Bob Klein (Ghana) 61–63 has devoted much time and effort to collecting material for the JFK Library Peace Corps Collection. He asserts that the “heart of the Peace Corps’ story lies within the experiences of the thousands of individuals who have served as Volunteers through the decades, throughout the world, in diverse jobs and settings.”

The Archives at the RPCV Collection are “the repository for personal materials about the individual and group experiences of those who served from its inception in 1961 to the present.
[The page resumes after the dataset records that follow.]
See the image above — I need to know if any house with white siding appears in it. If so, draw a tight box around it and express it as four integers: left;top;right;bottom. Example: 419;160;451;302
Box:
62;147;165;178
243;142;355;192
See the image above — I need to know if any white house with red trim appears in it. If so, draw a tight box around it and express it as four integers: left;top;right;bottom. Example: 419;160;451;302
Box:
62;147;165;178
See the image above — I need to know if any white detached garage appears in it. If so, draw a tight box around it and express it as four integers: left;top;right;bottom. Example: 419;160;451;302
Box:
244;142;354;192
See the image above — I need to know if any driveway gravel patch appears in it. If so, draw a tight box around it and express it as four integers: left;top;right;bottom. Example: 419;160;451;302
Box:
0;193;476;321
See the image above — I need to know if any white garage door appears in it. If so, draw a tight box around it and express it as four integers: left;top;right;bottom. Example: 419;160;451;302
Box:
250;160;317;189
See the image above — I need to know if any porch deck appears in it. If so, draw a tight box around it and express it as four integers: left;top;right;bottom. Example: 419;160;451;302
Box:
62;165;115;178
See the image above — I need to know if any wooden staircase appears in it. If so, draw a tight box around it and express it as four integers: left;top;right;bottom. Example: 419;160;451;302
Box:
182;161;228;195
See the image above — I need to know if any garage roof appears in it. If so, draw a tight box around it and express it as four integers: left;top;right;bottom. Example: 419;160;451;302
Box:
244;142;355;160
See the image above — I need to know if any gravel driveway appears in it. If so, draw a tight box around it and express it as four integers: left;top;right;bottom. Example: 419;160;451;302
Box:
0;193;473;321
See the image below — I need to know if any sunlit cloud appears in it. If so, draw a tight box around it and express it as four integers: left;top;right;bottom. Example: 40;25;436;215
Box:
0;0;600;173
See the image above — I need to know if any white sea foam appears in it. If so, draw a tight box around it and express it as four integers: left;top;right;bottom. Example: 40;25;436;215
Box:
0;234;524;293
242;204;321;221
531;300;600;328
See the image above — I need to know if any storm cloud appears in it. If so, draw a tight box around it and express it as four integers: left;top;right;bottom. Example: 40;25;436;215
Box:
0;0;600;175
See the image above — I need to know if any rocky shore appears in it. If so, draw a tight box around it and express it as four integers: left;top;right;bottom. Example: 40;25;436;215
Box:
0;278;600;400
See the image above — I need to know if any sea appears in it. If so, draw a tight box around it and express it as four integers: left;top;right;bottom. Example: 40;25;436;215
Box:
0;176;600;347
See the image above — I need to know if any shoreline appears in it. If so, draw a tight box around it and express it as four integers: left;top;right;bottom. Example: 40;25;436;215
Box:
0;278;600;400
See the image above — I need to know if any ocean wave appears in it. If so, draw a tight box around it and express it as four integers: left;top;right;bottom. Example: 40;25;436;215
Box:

It collects personal papers, such as letters and diaries, representative sets of photographs, oral history interviews, and other items of unique archival value.” A bit of immortality for us all?

You can participate in the project by adding your story and that of others to the growing RPCV archives. We all know RPCVs around us and could arrange to interview each other. Audio tapes are fairly easy to make and a project guide prepared by Bob Klein including suggestions for interviewing is available from Frieda Fairburn. Bob reports that the average interview takes about one and a half to two hours. Any training group reunions coming up? Check the RPCV Archvial Project website at www.jfklibrary.org/fa_rpcv_intro.html. Click on “Finding Aid” to either personal papers or oral histories for what has already been collected. Several Nigeria RPCVs have already become involved.

If you have personal papers to donate, they must be first-hand accounts and originals. Do not send items to the Archivist until you have contacted him and he instructs you to send them. Personal letters, diaries, photos are acceptable. Send your list with a brief description of contents and dates to the following: James Roth, RPCV Archivist, John F. Kennedy Library, Columbia Point, Boston, MA 02120 or to james.roth@nara.gov.

Each volunteer’s story is unique but the whole collection will make a wonderful tapestry of Americans in service to their country and to the world.

Dave Hibbard 01) 61–63, Carl Petersen (07) 63–66, Beth Petersen (07) 63–66, KatherineYezerski Madonald(13) 65–66 and Larry Lipton (14) 65-67 are the only contributors so far from Nigeria RPCVs in the collection. Ed.